ES is a search engine, it's using Lucene under the hood and Lucene is not intended to be a storage engine either. Yes, you can store "text" content along with the index, in your case, log files are text files so yes, you can store them along with the index if you would like to. The index size certainly will grow big in this case and if your index has replicas, and you can afford to see "text" data replicated to the replicas, then use it but make sure the performance meets your expectation.

Lastly, if you think you can use ES as a storage and try to make it work like a storage, you'll discover more problems than it's worth.

1 Like

There is no data. This is a largely academic question.

Aha! This is extremely interesting. Perhaps this is the very basic thing that I don't understand about ES. I thought that ES can only search text that is actually stored within ES. But if I understand correctly what you are saying, ES could index data that is stored elsewhere (for example in HDFS), and only store the index. Is this correct, what I understood here?

No problem, at least I know where you are heading to. When you have a very large datasets, you will need to look for something like HDFS or similar because they are built for that.

If you think ES does that automatically, the answer is no. You either use something like logstash or write your own application where it pulls data from a data source and index it with ES. ES will take care of the indexing part., for this part, the answer is yes.

It's precisely this that I don't understand... doesn't that mean storing the data in ES? What exactly do you mean by "indexing"? Can you index data in ES without storing the data in ES also? Logstash, for example, does both - indexing and storage of data - using ES. Isn't that right?

1 Like

Let's say you have

  • a data source where your data files are stored
  • an instance of ES running

If you want data files from your data source to be indexed, something needs to read/retrieve data files from the data source then pass the text content to ES through a method call to tell ES to index the data.

How do you do that? at least two options right now

  • option 1: use logstash if it can be configured to retrieve your data then it's definitely capable of indexing your data by calling a method to tell ES to index the data

  • option 2: if logstash can't be configured to process (retrieve and index) your data, you'll need to write your own application to retrieve and index your data.

In ES, you can configure it to not store the content that you want ES to index. For example, let's say you have a text file (I mean text, not binary) and you tell ES to index the content into a field called "mycontent". By default, once the text content is indexed, you can see this content under "mycontent" field that is under _source. You can configured ES to turn off _source so you won't be able to see that data there, this also reduces the index physical size that is stored on disk.

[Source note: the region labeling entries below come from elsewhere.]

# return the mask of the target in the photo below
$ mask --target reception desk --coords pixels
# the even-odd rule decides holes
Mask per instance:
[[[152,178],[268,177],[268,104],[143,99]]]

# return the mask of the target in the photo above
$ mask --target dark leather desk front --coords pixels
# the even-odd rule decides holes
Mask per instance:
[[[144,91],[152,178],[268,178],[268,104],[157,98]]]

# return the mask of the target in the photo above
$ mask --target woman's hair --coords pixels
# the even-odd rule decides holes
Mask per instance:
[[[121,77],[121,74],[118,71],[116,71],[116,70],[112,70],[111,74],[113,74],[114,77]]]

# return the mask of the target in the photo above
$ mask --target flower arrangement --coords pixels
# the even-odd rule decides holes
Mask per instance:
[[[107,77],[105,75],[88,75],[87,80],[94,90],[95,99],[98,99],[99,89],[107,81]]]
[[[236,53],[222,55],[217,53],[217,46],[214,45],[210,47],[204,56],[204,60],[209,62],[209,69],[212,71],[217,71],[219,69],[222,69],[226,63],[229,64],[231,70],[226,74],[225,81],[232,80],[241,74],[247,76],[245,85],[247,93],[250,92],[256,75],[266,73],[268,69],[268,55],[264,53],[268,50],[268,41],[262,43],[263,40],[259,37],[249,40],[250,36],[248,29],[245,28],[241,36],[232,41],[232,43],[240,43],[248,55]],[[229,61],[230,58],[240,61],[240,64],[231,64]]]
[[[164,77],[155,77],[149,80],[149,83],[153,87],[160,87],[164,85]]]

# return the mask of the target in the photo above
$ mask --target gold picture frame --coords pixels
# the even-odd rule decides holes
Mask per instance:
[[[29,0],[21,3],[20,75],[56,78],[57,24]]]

WRT to "mycontent" filed, you can configure ES to "not store the content for this field", you can see how to do so at the link below

https://www.elastic.co/guide/en/elasticsearch/reference/current/mapping-store.html

The reason you are allowed to configured ES to not store the value stored under any field is because there will be a case where you want to see data under other fields but not on some fields. If you use the example above, let's say beside indexing text content under "mycontent" field, you would like to index a second field called "mypath" where the directory path of the file is indexed. When you look into ES, you'll see "mypath" under "_source" but not "mycontent". You can search anything that is indexed, but not on things that are not indexed, that's why I use the term "index".

2 Likes

Aha! This is starting to make a little more sense to me now. So it would be possible to, for example, store the actual data in HDFS for e.g. scalability, and use ES just for indexing, possibly storing just the HDFS path to the indexed document, rather than its content. It's possible that this type of setup was being suggested by the previous poster for his legal retention scenario.

tri-man, thank you very much for your time and patience. Our discussion really helped!

Glad to hear that it helps.